I recently got back from a mission trip to Honduras, my third time in as many years. The group I go with has decided to distribute as many water filters as possible in the country where many lack access to safe drinking water. This approach has proven very effective to restoring the health of whole households, and even neighborhoods, as those who receive the systems share the blessing of pure water. It vastly reduces illness and malnutrition caused by bacteria, viruses, and parasites. We partner with a clinic in Tegucigalpa and an excellent team of local Hondurans who help us find places and people to serve.
If there is any such thing as a routine trip, this one felt like it in some ways. Our team of locals did such an amazing job of organizing and planning that virtually everything went off without a hitch. With so many moving pieces trying to come together from thousands of miles away, there are usually bound to be a few snags.
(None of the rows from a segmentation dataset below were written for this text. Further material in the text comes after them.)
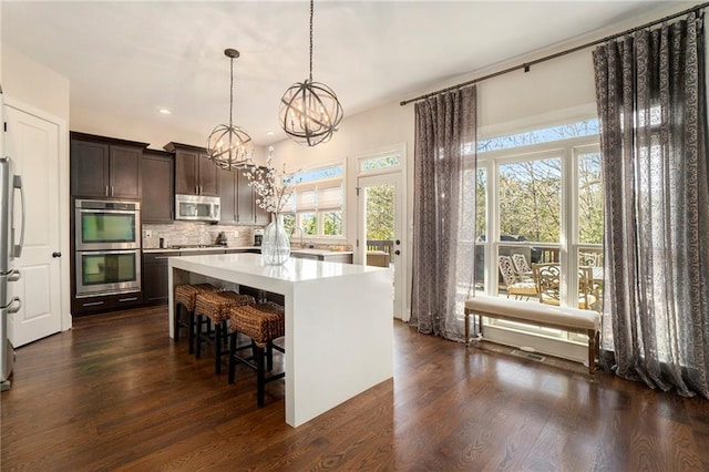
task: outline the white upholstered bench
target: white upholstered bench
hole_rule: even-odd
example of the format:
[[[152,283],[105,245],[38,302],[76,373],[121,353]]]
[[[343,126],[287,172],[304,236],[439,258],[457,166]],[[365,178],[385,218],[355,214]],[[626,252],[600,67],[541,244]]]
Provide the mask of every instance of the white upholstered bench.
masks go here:
[[[562,329],[588,336],[588,372],[596,370],[596,356],[599,350],[600,316],[594,310],[535,305],[528,301],[515,301],[496,297],[473,297],[465,301],[465,346],[470,346],[470,318],[477,315],[482,336],[482,317],[501,318],[530,325]]]

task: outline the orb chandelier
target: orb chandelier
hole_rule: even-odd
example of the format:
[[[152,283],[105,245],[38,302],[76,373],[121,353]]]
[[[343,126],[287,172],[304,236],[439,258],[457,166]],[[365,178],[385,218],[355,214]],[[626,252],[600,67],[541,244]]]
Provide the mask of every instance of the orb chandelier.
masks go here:
[[[286,134],[308,146],[330,141],[342,121],[342,106],[332,89],[312,81],[312,2],[310,0],[310,76],[286,90],[278,112]]]
[[[246,130],[235,126],[234,115],[234,60],[239,57],[236,49],[225,49],[224,55],[230,60],[232,81],[229,84],[229,124],[217,125],[207,138],[207,156],[218,167],[227,171],[243,168],[251,163],[254,142]]]

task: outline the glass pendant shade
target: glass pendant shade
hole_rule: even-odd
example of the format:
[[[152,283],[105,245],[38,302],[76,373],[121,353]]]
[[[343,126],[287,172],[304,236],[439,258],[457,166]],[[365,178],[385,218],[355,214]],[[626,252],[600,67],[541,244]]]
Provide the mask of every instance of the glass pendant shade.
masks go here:
[[[280,99],[280,125],[298,144],[327,143],[342,121],[342,106],[332,89],[306,80],[288,88]]]
[[[224,55],[230,60],[229,83],[229,124],[217,125],[207,138],[207,156],[220,168],[230,171],[243,168],[251,164],[254,142],[246,130],[233,122],[234,115],[234,59],[239,57],[235,49],[224,50]]]

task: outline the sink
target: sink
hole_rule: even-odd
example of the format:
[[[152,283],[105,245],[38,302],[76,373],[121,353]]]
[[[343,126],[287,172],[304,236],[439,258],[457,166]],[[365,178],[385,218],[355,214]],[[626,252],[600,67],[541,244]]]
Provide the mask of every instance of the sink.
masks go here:
[[[299,253],[299,254],[312,254],[316,256],[320,256],[323,254],[330,254],[332,253],[332,250],[330,249],[310,249],[310,248],[304,248],[304,249],[290,249],[291,253]]]

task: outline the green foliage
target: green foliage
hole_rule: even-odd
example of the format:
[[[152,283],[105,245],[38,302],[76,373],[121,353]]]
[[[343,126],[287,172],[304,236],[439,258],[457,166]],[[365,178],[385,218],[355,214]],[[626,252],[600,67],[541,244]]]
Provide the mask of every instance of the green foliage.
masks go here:
[[[376,185],[367,188],[367,239],[389,240],[394,237],[394,187]]]
[[[603,175],[600,154],[578,160],[578,242],[603,244]]]
[[[559,243],[562,211],[559,158],[500,166],[500,234]]]
[[[317,236],[318,234],[317,215],[315,213],[301,213],[300,228],[302,229],[302,233],[308,236]]]
[[[325,236],[342,235],[342,212],[327,212],[322,214]]]

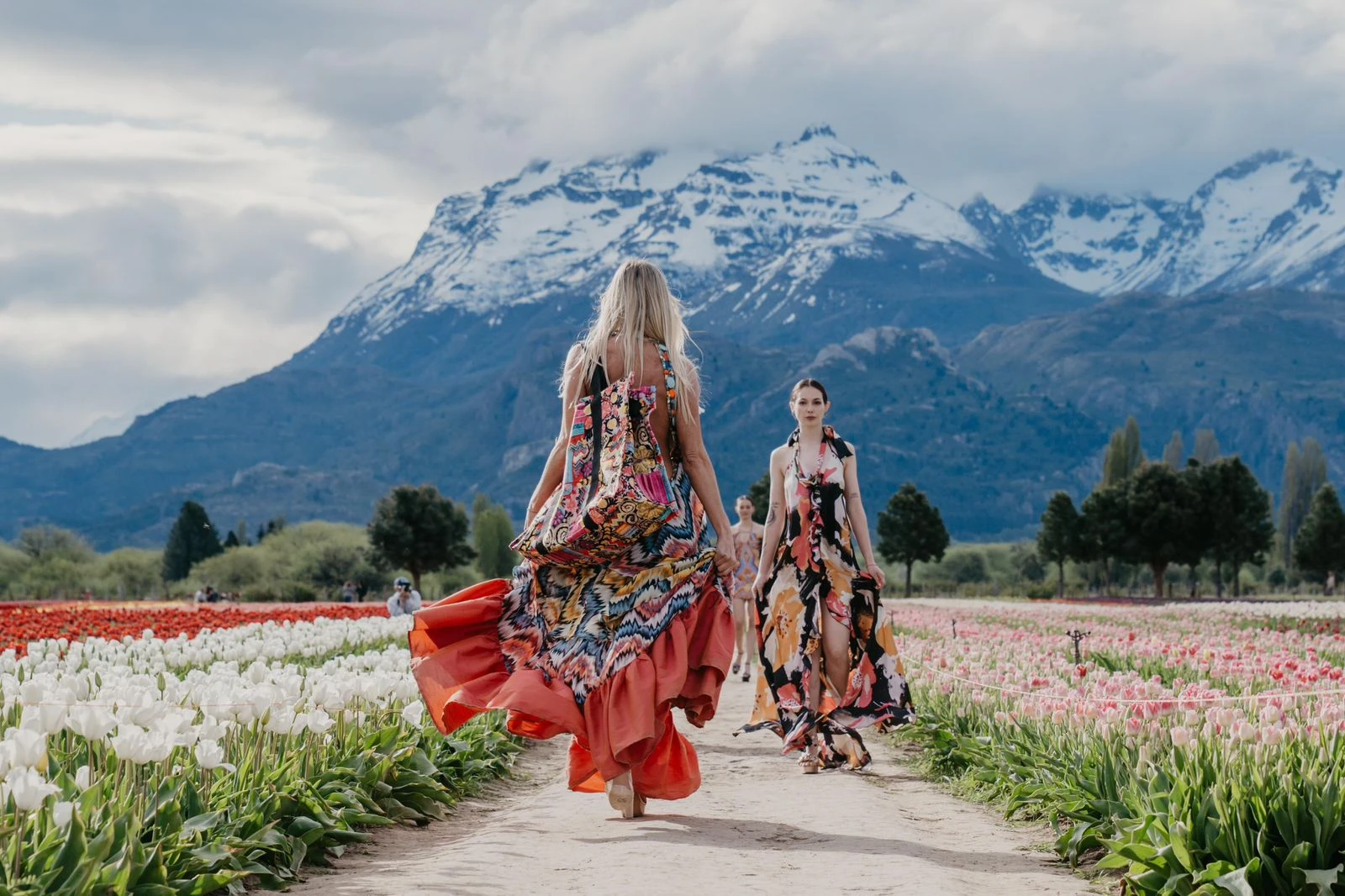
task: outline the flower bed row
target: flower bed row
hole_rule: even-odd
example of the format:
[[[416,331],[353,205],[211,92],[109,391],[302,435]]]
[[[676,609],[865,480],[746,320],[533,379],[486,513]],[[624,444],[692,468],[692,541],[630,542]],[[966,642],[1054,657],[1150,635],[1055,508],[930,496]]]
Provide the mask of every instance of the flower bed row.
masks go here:
[[[1248,627],[1236,605],[950,601],[901,604],[893,622],[931,766],[1050,819],[1063,857],[1119,869],[1135,893],[1345,883],[1345,670],[1330,628]],[[1083,663],[1067,630],[1089,632]]]
[[[323,604],[286,607],[100,607],[95,604],[24,604],[0,608],[0,654],[22,655],[30,642],[65,638],[140,638],[145,630],[160,638],[195,635],[204,628],[231,628],[261,622],[366,619],[386,616],[382,604]]]
[[[367,827],[443,817],[518,745],[499,720],[425,725],[405,631],[264,623],[0,662],[0,892],[278,888]]]

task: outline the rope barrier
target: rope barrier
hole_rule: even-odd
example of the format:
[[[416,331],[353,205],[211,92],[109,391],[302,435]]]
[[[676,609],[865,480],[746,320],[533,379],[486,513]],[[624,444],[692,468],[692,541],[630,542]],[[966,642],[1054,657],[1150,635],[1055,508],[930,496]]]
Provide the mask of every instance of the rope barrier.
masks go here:
[[[1165,704],[1165,702],[1221,704],[1225,701],[1237,701],[1237,700],[1251,700],[1251,701],[1276,700],[1276,698],[1297,700],[1299,697],[1338,697],[1341,694],[1345,694],[1345,687],[1332,687],[1328,690],[1290,690],[1290,692],[1259,692],[1256,694],[1221,694],[1219,697],[1181,697],[1177,694],[1173,694],[1170,697],[1145,697],[1145,698],[1089,697],[1084,694],[1063,697],[1060,694],[1044,694],[1040,690],[1022,690],[1021,687],[1002,687],[999,685],[991,685],[987,682],[974,681],[971,678],[963,678],[962,675],[954,675],[952,673],[936,669],[935,666],[931,666],[925,662],[913,658],[902,657],[902,662],[912,663],[915,666],[919,666],[921,669],[933,673],[935,675],[950,678],[952,681],[958,681],[964,685],[970,685],[972,687],[979,687],[982,690],[995,690],[1002,694],[1014,694],[1017,697],[1034,697],[1037,700],[1056,700],[1056,701],[1071,701],[1071,702],[1084,702],[1084,704],[1108,704],[1116,706],[1138,706],[1142,704]]]

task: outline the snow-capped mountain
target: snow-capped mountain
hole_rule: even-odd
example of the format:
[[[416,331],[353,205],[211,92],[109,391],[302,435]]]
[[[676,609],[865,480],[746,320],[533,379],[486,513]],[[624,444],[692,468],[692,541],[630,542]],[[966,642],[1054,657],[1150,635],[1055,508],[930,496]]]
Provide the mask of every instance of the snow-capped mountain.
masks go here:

This time there were no miscommunications, everyone showed up when and where they were supposed to, and even the weather cooperated perfectly. It was almost strange, but it led to some more time for reflection.
Early on in our trip, as we were preparing filters at the clinic, I noted a large map of Honduras with some dots on it. They were marking the locations of churches planted by Ambassadors for Christ, the organization which runs the clinic. I had always assumed when we took two or three hour car rides outside the city that we were traveling to far reaches of the country, but the dots denoting the impact of the program spanned only a few inches on the enormous map, probably five feet across. My ignorance of Honduras geography suddenly hit me like a punch in the gut. The diligent efforts of the local AFC team and numerous American brigades had probably reached only a hundred or so miles into the rough countryside terrain, where living conditions are often the worst. I felt so small. Our work felt so small. I imagined deep reaches of mountainous jungles unreachable by vehicles, children chronically sick when a simple $60 filter could change their life. And that’s just Honduras. There’s the rest of Central and South America. And Africa. And much of Asia. We’ll never fix this, I thought.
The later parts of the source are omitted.